Monzo plans to venture into mobile plans
image credit: Ahyan Stock Studios / Shutterstock.com

Monzo has become the latest fintech reportedly interested in offering mobile contracts, but why are digital banks looking to disrupt another industry? 

Monzo is reportedly looking to launch UK mobile contracts in a bid to compete against the likes of Vodafone, O2 and EE. 

According to The Financial Times, the UK digital bank is in “early stage” discussions to launch a digital sim and offer monthly mobile contracts to its customers in a bid to diversify its revenues.

The UK’s mobile telephony industry generated $4.77bn (£3.53bn) last year, according to Ofcom. 

It is likely Monzo could enter the industry as a mobile virtual network operator (MVNO), which would allow it to offer mobile phone services while leasing the underlying technology instead of developing its own in-house infrastructure. 

MVNO’s such as Tesco Mobile, Lycamobile, and Giffgaff have benefited from competing against the traditional big three networks – VodafoneThree, Virgin Media O2 and EE-BT – while also using their network infrastructure. 

Tesco Mobile, Lycamobile and Giffgaff all adopt the O2 network for their mobile contract offerings and, according to Enders Analysis cited by the Financial Times, these MVNO disruptors have taken up to 180,000 subscribers away from the traditional players, a record in one year. 

The FT report noted a source close to Monzo’s MVNO plans had highlighted customer pain points when it comes to mobile contracts as a reason for them entering the market. 

A growing trend amongst fintechs

Monzo joins the likes of Revolut and Klarna as the latest fintech company to disrupt the telecommunications industry. 

Revolut announced in April 2025 plans to launch new mobile products – including unlimited texts, calls and data plans – for users in Europe and the US following a rollout of its eSIM product last year. 

In a press release statement last April, Hadi Nasrallah, General Manager, Telco and Retail Director at Revolut reiterated similar consumer friction concerns Monzo raised. 

“In our view, consumers are suffering with traditional network offerings due to a lack of transparency with hidden fees, painful customer experience and old, difficult to navigate UX. We’re looking to solve all three,” said Nasrallah. 

Klarna also entered the space by providing buy now, pay later options for Samsung mobile plans.
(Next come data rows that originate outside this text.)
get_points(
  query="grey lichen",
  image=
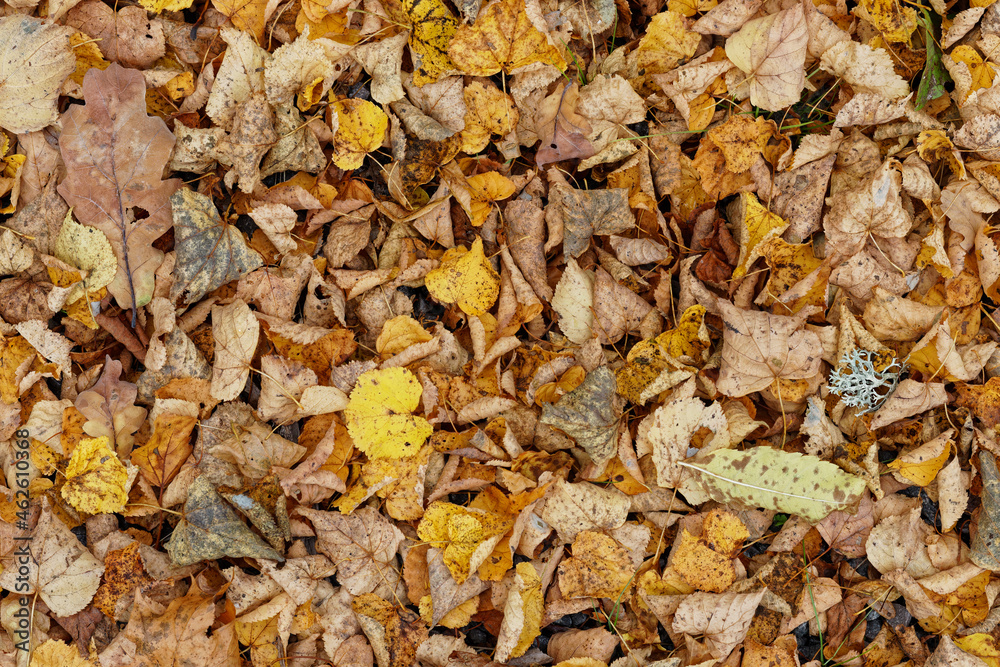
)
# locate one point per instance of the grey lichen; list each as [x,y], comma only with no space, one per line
[861,384]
This includes the Pay in 3 payment method for purchases between £99-£1,000, and Pay in 30 days for purchases up to £250. 

Why are fintechs looking for new revenue streams?  

James Robinson, Senior Analyst at Assembly Research cited in the FT report, believes fintechs and digital banks have the cross-sell service capabilities to “propose attractive offers” to customers. 

Fintechs like Monzo have been able to amass more than 13 million UK customers by offering competitive interest on their savings accounts, as well as subscription offers for accounts that benefit customers with various perks and cashback offers. 

The move into the telecommunications industry from fintechs may come as a response to the wave of non-traditional companies offering financial services due to the increased growth of embedded finance options. 

Super apps such as WeChat have become a player in the payments industry while also offering other aspects such as social media elements, messaging, and more functions all within the same app. 

Furthermore, fintech investment in the UK has continued to stagnate since the record highs of $24bn in the first half of 2021 and some leaders may have opted to branch out into other industries, such as telecommunications, to diversify their revenue streams and product offerings for greater customer and market share.